Thursday, January 30, 2014

What Sports Cars and Physics Can Teach Our Families

Photo credit: Maciek, Creative Commons, cc
Sizzling Latino music rumbas through a sunny south-facing living room. Creamy light bounces dazzlingly off white sculpted snow drifts outside to dribble across red pillows and dented couch cushions inside. Wind-carved ledges hang off the roof, drape the deck, and swoop grandly through our yard. Swing-set chains disappear unexpectedly into snow drifts, the seats hidden below.
Photo credit: Carl Wycoff, Creative Commons, cc
My teen age daughter swipes long side bangs off her face, clipping them back, as we calculate physics at the table. Acceleration is calculated by subtracting the initial velocity from the final velocity, divided by time. We lean closer to read the problem about a sports car that speeds from zero to 60 miles an hour in 3 seconds, and I notice how tall she is, my lanky daughter. Fifteen years old looks good on her. We groan despondently at the subject, but grudgingly fill in the equation. Velocity flies by going east for the sports car, and into the future for this woman beside me.

How do you nurture and build memories with your kids on a daily basis? In between dishes, laundry, and physics problems, we sculpt our days at blinding speeds. Dentist trips, part-time jobs, and family activities carve swaths through our weeks, and I don't want it to erode away.

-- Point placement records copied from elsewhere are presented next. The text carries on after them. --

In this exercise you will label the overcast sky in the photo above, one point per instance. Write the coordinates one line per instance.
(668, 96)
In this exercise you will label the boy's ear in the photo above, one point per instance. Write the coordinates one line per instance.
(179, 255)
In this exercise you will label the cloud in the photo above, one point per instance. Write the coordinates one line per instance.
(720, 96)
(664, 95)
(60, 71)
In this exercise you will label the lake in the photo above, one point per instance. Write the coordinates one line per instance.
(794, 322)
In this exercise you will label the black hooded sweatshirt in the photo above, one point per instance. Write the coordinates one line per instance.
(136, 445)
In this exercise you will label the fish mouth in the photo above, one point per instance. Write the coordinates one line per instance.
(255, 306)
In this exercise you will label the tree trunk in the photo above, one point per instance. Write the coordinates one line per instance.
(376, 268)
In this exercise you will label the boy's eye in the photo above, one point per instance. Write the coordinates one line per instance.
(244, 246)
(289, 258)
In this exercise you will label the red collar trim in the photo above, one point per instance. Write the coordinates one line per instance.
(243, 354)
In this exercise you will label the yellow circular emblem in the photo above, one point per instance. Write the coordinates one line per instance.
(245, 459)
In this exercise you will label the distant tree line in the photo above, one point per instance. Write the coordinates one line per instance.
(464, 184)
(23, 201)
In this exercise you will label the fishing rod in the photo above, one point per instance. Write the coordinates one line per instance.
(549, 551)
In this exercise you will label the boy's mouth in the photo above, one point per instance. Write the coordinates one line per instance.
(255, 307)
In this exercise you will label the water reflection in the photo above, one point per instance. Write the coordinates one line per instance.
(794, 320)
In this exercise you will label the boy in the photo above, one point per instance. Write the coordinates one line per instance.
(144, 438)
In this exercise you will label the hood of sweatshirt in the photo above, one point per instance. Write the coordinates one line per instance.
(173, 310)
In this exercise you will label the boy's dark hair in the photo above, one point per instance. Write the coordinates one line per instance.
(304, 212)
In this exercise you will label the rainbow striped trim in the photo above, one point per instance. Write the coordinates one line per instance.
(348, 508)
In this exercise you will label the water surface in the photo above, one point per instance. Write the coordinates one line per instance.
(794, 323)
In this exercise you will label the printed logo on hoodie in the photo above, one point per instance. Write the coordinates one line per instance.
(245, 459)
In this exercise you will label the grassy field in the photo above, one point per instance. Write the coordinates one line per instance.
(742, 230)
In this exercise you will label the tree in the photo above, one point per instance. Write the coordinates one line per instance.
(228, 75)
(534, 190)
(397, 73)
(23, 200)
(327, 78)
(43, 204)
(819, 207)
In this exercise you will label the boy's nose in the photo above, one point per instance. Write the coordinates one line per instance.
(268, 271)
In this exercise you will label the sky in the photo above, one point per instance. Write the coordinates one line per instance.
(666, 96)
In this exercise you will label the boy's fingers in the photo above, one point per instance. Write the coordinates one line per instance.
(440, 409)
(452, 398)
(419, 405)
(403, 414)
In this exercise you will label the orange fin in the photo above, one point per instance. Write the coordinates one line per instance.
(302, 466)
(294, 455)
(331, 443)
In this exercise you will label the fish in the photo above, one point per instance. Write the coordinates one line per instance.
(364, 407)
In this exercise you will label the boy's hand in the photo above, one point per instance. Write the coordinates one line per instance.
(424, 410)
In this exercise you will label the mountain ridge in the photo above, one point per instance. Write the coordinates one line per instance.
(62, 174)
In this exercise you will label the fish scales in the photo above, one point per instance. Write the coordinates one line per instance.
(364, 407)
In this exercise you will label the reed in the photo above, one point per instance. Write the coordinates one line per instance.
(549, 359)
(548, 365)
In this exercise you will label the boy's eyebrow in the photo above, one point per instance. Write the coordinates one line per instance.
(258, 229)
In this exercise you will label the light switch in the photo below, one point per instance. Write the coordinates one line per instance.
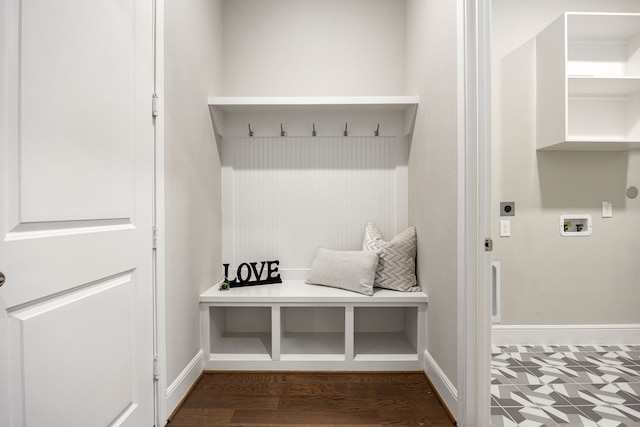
(505, 228)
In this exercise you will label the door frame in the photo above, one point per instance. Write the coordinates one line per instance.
(474, 169)
(159, 277)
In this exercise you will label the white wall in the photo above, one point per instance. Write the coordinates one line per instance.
(313, 48)
(548, 279)
(431, 53)
(193, 44)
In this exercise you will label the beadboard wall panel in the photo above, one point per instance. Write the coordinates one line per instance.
(284, 197)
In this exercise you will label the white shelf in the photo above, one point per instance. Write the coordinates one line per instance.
(588, 83)
(297, 291)
(606, 87)
(232, 115)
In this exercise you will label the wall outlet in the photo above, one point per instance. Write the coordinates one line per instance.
(505, 228)
(507, 208)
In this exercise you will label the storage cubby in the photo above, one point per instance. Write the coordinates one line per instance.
(588, 82)
(385, 333)
(312, 333)
(240, 333)
(294, 325)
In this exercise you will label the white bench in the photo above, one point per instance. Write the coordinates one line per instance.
(294, 325)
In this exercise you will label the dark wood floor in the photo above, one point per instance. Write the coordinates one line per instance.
(311, 399)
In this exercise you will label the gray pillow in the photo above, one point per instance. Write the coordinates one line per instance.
(397, 258)
(350, 270)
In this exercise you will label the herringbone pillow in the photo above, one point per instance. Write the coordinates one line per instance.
(396, 259)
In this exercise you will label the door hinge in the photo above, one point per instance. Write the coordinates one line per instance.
(154, 105)
(156, 369)
(154, 239)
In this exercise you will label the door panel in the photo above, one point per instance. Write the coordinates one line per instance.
(76, 187)
(76, 95)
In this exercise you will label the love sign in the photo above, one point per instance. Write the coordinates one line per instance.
(249, 274)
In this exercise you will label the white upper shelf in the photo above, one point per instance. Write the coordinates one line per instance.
(231, 116)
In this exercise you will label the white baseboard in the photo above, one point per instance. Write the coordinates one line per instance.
(565, 334)
(181, 386)
(444, 387)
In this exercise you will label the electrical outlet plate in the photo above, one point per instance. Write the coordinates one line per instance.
(575, 225)
(507, 208)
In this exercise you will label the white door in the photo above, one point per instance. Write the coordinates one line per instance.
(76, 198)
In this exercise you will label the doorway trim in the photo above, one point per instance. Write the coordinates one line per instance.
(474, 166)
(159, 323)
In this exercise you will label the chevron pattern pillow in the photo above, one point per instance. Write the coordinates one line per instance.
(396, 259)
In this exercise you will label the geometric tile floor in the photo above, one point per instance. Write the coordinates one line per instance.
(565, 385)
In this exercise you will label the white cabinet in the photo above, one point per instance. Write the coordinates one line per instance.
(294, 325)
(588, 82)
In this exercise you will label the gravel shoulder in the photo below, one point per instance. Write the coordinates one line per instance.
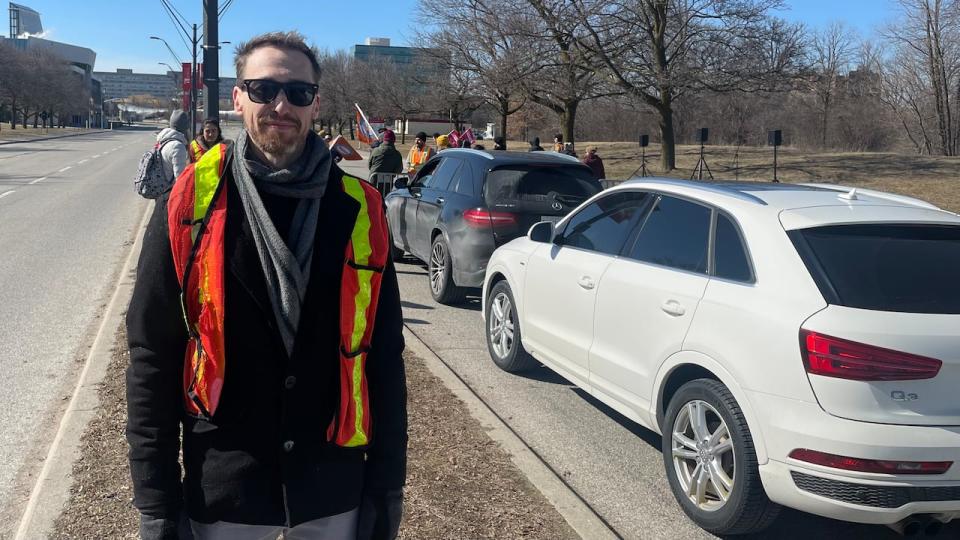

We laughed as we punched numbers in the calculator about initial and final velocity, my daughter and I. It wasn't the math-filled science. We found humor in odd places, and giggled together. Stopping to hug between subjects, we grabbed her notebooks and sprawled across my bed to read her math lecture together. All too soon, the talk of fully simplifying algebraic fractions trailed off, and she disappeared downstairs.

Walking back into the main rooms, a To-Do list spirals long in my mind, toys scatter my floor, and dirty dishes lean hazardously on my counter.

"Mom, play Uno with me?" my petite five year old asks softly. Shiny red Spiderman decals curl off his shirt. Tiny shoulders wait expectantly.

Snow spirals glitteringly away out the window behind him, as the wind swipes more of it. An afternoon sun slants shadows long across my carpet, climbing further up the red pillows.

He waits still, eyeing the black cards on the floor.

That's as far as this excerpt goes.